By late 2014, when Mackay died, SAB was the second-largest brewer in the world by volume, and owned more than 200 brands. Some would argue that Mackay ranks among the top South African captains of industry of all time.

What would Mackay make of SABMiller today? Belgian brewing behemoth AB InBev had to sweeten its offer four times before agreement was finally reached for a takeover, putting a value on the business of $108 bln (R1.6-trillion).

The market capitalisation of the business was R37bn in 1996, when Mackay became group managing director.

AB InBev-SABMiller is the largest brewer by volume, but in order to navigate regulatory issues has had to sell off the trophy brands Peroni, Grolsch and Snow.

Why the takeover? With the aggressive demands of the investment community for greater business efficiencies, greater scale and continuous improved profitability, all companies face the challenge to perform.

Some argue that beer is a sector in which brands tend to be country-, region-or even town-specific, and rarely international.

With the threat of slow growth among traditional brands, the emergence of craft beers and the different consumption habits of the millennials, the fight for share of throat has never been more aggressive.

Between Anheuser-Busch, InBev, SAB and Miller, a new global giant is emerging with sales of $55 bln, owning nine of the top 20 brands by volume, about 30% of the world’s beer market and about 70% of the action in the US.

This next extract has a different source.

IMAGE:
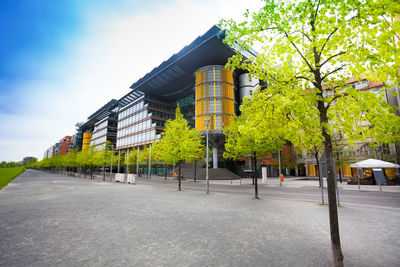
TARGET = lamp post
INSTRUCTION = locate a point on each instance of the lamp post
(207, 123)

The company is domiciled in Belgium and the CEO is a 55-year-old Brazilian dynamo Carlos Brito, a protégé of the dealmaker, Jorge Paulo Lemann, founder of 3G Capital, who are heavily involved.

Mackay, interviewed for the Interbrand publication The Future of Brands in 2000, said: "We don’t sell beer anywhere, we sell brands. The difference revolves around what customers are prepared to pay for, what they think makes something relevant for them … a brand must have the ability to deliver an interesting margin stream."

Brito said recently during a visit to SA: "We take our reputation very seriously. When we commit, we deliver — investors know that. The things we can control, we deliver on."

In just 20 years, SAB has transformed from a country-dominant player to being part of the global number one.

A brand is a promise made and a promise kept. That applies to all brands — including people and politicians.